Zabójstwo przy ul. Prostej w Słupsku. Na tropie zabójcy Moniki P.

Bogumiła Rzeczkowska
Krzysztof Głowinkowski
Wczoraj słupska Prokuratura Rejonowa wydała postanowienie o przedstawieniu zarzutu Leszkowi D., podejrzanemu o sobotnie zabójstwo kobiety przy ul. Prostej w Słupsku. Mężczyznę wciąż ściga policja.

- Postanowienie o przedstawieniu zarzutu zabójstwa Leszkowi D. już zostało wydane.

Najprawdopodobniej dzisiaj do sądu trafi wniosek o zastosowanie wobec podejrzanego tymczasowego aresztowania po jego zatrzymaniu. Później na podstawie tej decyzji sądu prokurator prowadzący śledztwo wyda za nim list gończy - mówi Jacek Korycki, rzecznik słupskiej Prokuratury Okręgowej.

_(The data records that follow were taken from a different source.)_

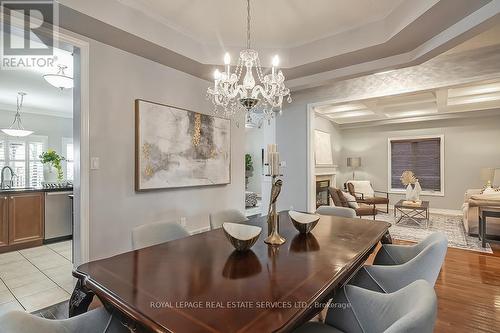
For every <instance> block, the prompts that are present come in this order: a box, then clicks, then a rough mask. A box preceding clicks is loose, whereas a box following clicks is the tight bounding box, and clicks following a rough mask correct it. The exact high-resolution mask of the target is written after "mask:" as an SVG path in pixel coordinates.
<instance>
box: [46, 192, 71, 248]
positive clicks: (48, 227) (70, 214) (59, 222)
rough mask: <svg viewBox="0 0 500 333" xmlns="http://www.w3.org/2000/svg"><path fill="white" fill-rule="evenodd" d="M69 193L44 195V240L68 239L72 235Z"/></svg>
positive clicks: (52, 192) (59, 193)
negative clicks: (44, 239)
mask: <svg viewBox="0 0 500 333" xmlns="http://www.w3.org/2000/svg"><path fill="white" fill-rule="evenodd" d="M70 194H73V192H71V191H56V192H46V193H45V240H46V241H47V240H49V241H50V240H59V239H61V240H62V239H65V238H66V239H69V238H71V236H72V234H73V225H72V224H73V219H72V216H71V214H72V213H71V199H70V198H69V197H68V196H69V195H70Z"/></svg>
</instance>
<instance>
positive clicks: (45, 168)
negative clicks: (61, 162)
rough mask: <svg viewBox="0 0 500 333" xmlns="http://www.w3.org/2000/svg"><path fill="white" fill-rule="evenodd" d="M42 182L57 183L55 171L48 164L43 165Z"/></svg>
mask: <svg viewBox="0 0 500 333" xmlns="http://www.w3.org/2000/svg"><path fill="white" fill-rule="evenodd" d="M43 181H44V182H45V183H57V169H56V168H55V167H54V166H53V165H52V164H50V163H46V164H44V165H43Z"/></svg>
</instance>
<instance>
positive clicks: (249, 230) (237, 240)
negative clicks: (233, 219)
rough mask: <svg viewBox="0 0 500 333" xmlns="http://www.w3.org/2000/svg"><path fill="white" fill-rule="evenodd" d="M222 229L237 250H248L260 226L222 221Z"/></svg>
mask: <svg viewBox="0 0 500 333" xmlns="http://www.w3.org/2000/svg"><path fill="white" fill-rule="evenodd" d="M222 230H224V235H226V237H227V239H229V241H230V242H231V244H232V245H233V246H234V248H235V249H236V250H237V251H246V250H249V249H250V248H251V247H252V246H253V245H254V244H255V242H256V241H257V239H259V236H260V233H261V232H262V228H261V227H257V226H254V225H247V224H240V223H230V222H226V223H223V224H222Z"/></svg>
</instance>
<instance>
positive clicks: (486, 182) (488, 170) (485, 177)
mask: <svg viewBox="0 0 500 333" xmlns="http://www.w3.org/2000/svg"><path fill="white" fill-rule="evenodd" d="M494 176H495V169H494V168H481V176H480V177H481V182H483V183H484V184H488V182H491V181H493V177H494Z"/></svg>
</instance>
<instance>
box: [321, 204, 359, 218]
mask: <svg viewBox="0 0 500 333" xmlns="http://www.w3.org/2000/svg"><path fill="white" fill-rule="evenodd" d="M316 213H317V214H320V215H328V216H339V217H347V218H355V217H356V211H355V210H354V209H352V208H347V207H332V206H320V207H318V209H316Z"/></svg>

Prokurator dodaje, że śledczy mają mocne dowody świadczące o tym, że sprawcą zabójstwa jest właśnie poszukiwany mężczyzna. Nie chce jednak ujawnić, jak policja wpadła na ten trop.

Ciało 50-letniej Moniki P., pracownicy firmy Jantar, która sprzątała w budynku przy ul. Prostej, znaleziono ok. godz. 14 w sobotę w biurze wspólnoty mieszkaniowej. Lekarz stwierdził, że ofiara zmarła około północy.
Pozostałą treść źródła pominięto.